Civil Rights drama to engage Winston-Salem local community in retelling the story of Selma

A $10,000 Nationwide Endowment for the Arts (NEA) Problem America grant will assist help a collaboration between Wake Forest College and Loire Valley Theater Competition, Inc. (LVTF) to carry the civil rights musical drama, “Turning 15 on the Highway to Freedom,” to Wake Forest College in October 2023. 

Turning 15 on the Highway to Freedom” relies on the award-winning memoir by Lynda Blackmon Lowery. The play tells the story of the younger individuals in Selma, Alabama, who risked their lives in 1965 to win the proper to vote for African Individuals. 

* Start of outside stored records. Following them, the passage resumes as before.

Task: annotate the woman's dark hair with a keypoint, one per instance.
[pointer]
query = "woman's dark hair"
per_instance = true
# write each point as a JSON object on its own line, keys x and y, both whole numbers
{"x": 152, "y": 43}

Jailed 9 occasions earlier than the march and badly crushed on Bloody Sunday, Lynda Blackmon and her neighbors fought alongside Rev. Martin Luther King Jr. to safe the proper to vote for African Individuals. She believed that “a voteless individuals is a hopeless individuals,” and put her life on the road, non-violently, to show that anybody can change historical past irrespective of how younger or powerless they appear. 

The present will function an ensemble of actor-singers who carry the Sixties to life on the stage by means of the music of the Civil Rights Motion. The play shall be held on Wake Forest College’s Tedford Stage and directed by Jackie Alexander, inventive director of the North Carolina Black Repertory Theatre in Winston-Salem.

Joshua Brian Campbell, director of music and humanities on the Wake Forest Faculty of Divinity and director of the College Gospel Choir and Miranda Barry, producer and founding father of Loire Valley Theater Competition collaborated on the NEA proposal awarded to LVTF to supply a brand new model of the play with a community-based choir. Campbell is the music director for the manufacturing.

“By shining a lightweight on racial justice giants like Lynda Blackmon Lowery, theatre can change into a strong truth-telling agent and group connector,” stated Wake Forest’s Vice Provost for the Arts and Interdisciplinary Initiatives Christina Soriano. “We’re excited to collaborate with LVTF and grateful to the NEA for recognizing the significance of this work and offering the monetary help to assist make our collaborative venture attainable.”

Led by Wake Forest’s Division of Dance and Theatre and in collaboration with the College’s Faculty of Divinity and the Loire Valley Theatre Competition, workshops with actors and refrain members from Wake Forest and surrounding universities shall be invited to hitch the group within the retelling of the story of Selma.

Whereas the efficiency shall be open to all, the supposed viewers is younger individuals and folks of shade who’ve restricted entry to the humanities. As a part of the occasion, Lowery plans to go to Wake Forest to talk to college students and group members.

Problem America provides help for initiatives in all inventive disciplines that stretch the attain of the humanities to populations which can be underserved.

“The Nationwide Endowment for the Arts is proud to help arts initiatives in communities nationwide,” stated NEA Chair Maria Rosario Jackson. “Tasks resembling this one strengthen arts and cultural ecosystems, present equitable alternatives for arts participation and apply, and contribute to the well being of our communities and our economic system.”

This grant is one in all 262 Problem America awards totaling $2.62 million that had been introduced by the NEA as a part of its first spherical of fiscal 12 months 2023 grants. For extra data on different initiatives included within the NEA’s grant announcement, go to

The Loire Valley Theater Competition (LVTF) was based by Miranda Barry in 2004 to supply theater applications that promote cross-cultural engagement, mutual respect and understanding. LVTF’s aim is to assist younger individuals develop an understanding of people that come from completely different occasions, locations or backgrounds, whereas providing a platform to discover points which have deep which means in their very own lives.